Giacchetto's downfall began in 1988, when his mother, Alma, loaned him almost $200,000 so he could found the Cassandra Group. Giacchetto already worked as an account executive at Boston Safe Deposit & Trust, and he used his bona fides to persuade friends in new wave and punk bands to put money in an investment group for cool, arty people.
Thanks to his business skills and rock cred, Giacchetto started working with Sub Pop Records, the iconic indie label that was simultaneously broke and famous for releasing Nirvana's first album, Bleach. Soon after, Giacchetto worked as the money manager for all of Sub Pop's acts, as well as for the Smashing Pumpkins, Alanis Morissette, Phish, Victoria Williams, Q-Tip, R.E.M., and many of their agents and managers.
Giacchetto went to prison for stealing $9 million from a number of these clients, including Phish, who lost more than $1 million, according to the New York Times. The Securities and Exchange Commission had discovered improprieties in Cassandra's bookkeeping dating back to September 1997. (Giacchetto had used a version of the classic "asset-kiting scheme," in which one asset is borrowed to cover the disappearance of another.)
Prosecutors alleged that Giacchetto's scheme involved improperly tapping into the accounts of the Cassandra Group's clients and ordering checks from financial services firm Brown & Co. He was able to cash them at the US Trust even though some checks were made out to celebrities like Ben Stiller.
"I was someone who was extraordinarily successful, beyond his wildest dreams, and I flew too close to the sun and, you know, got really burned," he told us when we met him in New York this summer.
After telling us he didn't have too much time to talk because he had to meet with his lawyer and the FBI, he insisted on his innocence and maintained that he had been accused and convicted because Hollywood insiders were trying to keep him out of the elite, high-powered, celebrity life of Hollywood that he saw as a kind of Mount Olympus.
"I think that there is some truth in the idea that there is this vapid vacuum still that is Hollywood—sometimes because it's a business built on artifice, fantasy," he said. "It doesn't mean that it's not legitimate. It just means that, contextually, you have to sort of put it into place, and I think people do get envious of that."
Arranging interviews with Giacchetto was as absurd and overcomplicated as a Hollywood movie set. One day, he refused to let us speak to him at his loft in SoHo because people were "tearing up and replacing the floors." Another time he stopped us from interviewing him at his home because he claimed the FBI, after reading this article, would learn of his multimillion-dollar artwork—the Basquiats, the Schnabels. When we finally met him in person, he brought his parents along. He persuaded us to interview his father, Cosmo, and to plug Cosmo's self-published novel from the 1960s. The next day, he brought along Bruce Pavitt, the founder of Sub Pop Records, and pitched us a "new app that would revolutionize that music industry."

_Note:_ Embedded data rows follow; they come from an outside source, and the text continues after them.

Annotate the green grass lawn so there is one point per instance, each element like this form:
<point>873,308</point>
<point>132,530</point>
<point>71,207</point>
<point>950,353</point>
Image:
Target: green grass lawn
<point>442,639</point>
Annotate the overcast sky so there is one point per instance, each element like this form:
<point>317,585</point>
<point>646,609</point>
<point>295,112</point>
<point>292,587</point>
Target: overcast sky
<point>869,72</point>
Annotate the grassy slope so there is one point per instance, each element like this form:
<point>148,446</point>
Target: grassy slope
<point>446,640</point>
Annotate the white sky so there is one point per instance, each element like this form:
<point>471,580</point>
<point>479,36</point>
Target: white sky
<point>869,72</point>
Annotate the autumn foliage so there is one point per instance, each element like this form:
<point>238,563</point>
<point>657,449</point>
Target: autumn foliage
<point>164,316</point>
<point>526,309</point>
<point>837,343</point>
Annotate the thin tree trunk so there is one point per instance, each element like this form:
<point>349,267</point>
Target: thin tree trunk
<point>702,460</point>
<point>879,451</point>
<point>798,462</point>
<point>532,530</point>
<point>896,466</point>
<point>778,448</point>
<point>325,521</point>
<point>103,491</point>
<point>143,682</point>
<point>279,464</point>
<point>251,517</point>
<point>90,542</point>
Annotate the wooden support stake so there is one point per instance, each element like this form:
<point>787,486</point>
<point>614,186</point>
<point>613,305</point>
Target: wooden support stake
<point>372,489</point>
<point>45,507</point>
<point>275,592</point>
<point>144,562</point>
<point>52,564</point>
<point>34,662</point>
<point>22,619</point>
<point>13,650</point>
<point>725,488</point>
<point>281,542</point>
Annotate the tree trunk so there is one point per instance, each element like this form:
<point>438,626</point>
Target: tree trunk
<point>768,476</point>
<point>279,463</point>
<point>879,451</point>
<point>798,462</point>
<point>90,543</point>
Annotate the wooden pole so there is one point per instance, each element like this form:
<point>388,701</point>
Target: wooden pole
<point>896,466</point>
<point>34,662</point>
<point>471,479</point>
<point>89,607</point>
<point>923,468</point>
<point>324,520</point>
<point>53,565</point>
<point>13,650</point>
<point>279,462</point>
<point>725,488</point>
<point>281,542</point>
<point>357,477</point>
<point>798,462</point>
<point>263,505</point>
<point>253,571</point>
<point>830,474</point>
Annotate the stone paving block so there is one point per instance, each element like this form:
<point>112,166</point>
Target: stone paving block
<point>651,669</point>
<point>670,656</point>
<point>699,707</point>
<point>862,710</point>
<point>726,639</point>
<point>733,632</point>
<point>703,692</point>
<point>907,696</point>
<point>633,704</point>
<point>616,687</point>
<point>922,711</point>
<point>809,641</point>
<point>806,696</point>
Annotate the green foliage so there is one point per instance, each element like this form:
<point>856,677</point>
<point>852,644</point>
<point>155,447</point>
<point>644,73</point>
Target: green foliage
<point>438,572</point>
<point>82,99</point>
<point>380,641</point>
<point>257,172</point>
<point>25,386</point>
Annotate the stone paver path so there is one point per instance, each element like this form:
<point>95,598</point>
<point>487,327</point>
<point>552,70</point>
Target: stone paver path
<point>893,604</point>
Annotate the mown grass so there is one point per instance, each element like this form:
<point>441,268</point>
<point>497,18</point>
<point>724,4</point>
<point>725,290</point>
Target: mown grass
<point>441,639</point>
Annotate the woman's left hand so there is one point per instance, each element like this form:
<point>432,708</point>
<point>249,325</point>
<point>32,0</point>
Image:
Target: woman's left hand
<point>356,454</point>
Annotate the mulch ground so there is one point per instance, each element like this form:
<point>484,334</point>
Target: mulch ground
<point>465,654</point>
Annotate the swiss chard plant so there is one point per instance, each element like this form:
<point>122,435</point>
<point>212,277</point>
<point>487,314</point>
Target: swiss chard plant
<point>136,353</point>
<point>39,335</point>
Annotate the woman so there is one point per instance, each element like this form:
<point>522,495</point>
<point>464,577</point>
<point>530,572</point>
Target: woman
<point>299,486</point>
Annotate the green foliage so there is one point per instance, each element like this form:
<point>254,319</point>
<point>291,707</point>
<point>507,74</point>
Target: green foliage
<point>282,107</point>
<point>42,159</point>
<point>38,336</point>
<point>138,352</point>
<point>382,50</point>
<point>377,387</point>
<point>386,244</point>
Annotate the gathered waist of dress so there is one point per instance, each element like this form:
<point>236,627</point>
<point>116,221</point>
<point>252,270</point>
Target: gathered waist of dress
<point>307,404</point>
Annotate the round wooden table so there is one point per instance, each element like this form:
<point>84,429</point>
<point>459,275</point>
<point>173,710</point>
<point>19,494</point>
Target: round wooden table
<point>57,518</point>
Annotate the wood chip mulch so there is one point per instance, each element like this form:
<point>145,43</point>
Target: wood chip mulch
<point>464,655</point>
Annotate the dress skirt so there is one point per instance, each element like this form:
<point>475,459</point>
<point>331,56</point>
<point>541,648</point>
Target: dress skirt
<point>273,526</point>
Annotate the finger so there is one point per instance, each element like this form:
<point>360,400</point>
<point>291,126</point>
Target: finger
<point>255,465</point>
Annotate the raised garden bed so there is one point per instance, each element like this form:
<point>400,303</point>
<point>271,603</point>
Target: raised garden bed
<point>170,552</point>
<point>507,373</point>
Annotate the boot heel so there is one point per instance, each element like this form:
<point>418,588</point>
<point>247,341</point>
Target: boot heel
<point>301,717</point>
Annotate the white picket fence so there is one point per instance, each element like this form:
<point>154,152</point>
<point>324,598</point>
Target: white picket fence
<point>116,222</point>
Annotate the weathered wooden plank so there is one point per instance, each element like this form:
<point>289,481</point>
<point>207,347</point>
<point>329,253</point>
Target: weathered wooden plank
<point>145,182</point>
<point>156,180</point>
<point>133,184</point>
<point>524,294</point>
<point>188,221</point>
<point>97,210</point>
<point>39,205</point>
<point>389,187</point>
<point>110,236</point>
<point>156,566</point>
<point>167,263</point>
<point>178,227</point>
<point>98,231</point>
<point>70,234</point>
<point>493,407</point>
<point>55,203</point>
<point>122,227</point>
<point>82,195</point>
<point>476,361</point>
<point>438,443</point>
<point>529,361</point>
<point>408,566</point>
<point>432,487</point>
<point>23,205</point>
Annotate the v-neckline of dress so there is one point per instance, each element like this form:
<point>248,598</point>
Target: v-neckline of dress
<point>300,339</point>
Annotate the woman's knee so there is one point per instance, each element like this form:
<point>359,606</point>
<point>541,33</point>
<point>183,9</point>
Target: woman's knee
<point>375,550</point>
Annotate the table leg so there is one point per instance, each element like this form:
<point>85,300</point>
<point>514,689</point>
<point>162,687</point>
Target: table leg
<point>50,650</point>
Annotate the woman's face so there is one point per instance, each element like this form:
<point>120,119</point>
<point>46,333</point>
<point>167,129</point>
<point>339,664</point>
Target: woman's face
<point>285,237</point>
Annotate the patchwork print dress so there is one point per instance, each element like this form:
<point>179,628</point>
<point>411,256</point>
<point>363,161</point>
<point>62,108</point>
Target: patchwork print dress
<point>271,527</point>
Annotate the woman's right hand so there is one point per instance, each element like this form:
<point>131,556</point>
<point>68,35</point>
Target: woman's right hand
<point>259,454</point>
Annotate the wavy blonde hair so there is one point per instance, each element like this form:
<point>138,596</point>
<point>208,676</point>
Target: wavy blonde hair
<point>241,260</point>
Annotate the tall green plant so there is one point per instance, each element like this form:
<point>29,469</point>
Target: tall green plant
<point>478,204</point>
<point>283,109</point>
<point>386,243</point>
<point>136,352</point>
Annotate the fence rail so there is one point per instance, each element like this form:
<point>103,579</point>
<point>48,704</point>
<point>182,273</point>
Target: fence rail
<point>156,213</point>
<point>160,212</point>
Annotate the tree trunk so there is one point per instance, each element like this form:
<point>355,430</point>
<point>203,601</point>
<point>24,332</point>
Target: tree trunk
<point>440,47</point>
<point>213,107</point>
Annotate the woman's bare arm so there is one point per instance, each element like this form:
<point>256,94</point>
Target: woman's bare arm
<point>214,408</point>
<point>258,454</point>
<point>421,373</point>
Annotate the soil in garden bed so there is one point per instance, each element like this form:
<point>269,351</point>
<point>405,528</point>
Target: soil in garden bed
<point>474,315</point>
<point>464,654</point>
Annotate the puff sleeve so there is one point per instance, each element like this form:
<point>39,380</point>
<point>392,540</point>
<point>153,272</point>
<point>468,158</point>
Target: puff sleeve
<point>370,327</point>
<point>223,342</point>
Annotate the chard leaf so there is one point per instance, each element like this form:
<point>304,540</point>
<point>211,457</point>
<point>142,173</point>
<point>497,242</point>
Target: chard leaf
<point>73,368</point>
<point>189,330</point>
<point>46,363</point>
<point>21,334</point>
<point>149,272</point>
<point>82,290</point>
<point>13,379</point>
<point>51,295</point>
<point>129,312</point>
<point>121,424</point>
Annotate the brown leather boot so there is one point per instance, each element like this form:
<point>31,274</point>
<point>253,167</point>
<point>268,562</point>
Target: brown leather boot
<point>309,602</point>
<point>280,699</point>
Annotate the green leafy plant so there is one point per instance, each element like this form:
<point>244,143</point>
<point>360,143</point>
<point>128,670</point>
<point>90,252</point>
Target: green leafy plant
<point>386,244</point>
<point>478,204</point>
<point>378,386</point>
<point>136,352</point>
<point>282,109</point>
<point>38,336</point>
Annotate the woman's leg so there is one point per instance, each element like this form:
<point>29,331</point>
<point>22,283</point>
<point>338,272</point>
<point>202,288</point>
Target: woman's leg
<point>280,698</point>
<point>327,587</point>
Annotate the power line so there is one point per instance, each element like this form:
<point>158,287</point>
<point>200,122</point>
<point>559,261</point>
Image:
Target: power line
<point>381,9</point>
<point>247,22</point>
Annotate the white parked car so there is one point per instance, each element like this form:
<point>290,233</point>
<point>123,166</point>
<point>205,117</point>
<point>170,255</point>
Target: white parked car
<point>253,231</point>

At every meeting, Giacchetto promised us he would bring photos from his years with DiCaprio. We didn't believe him, but at our last interview, Giacchetto brought a Travelpro expandable luggage bag full of hundreds of photos, like these pictures of DiCaprio partying. As Giacchetto flipped through the pictures, he reminded us of a father showing photos of his children, not because Giacchetto liked bragging about his 90s debauchery but because these celebrities were once his friends. When he went to jail, many of them abandoned him.
This hasn't stopped Giacchetto from doing business with the rich and famous, of course. Along with his phone-app gig with Pavitt, he's repping a new line of luxury food items that will enable you to eat lobster thermidor straight from the can.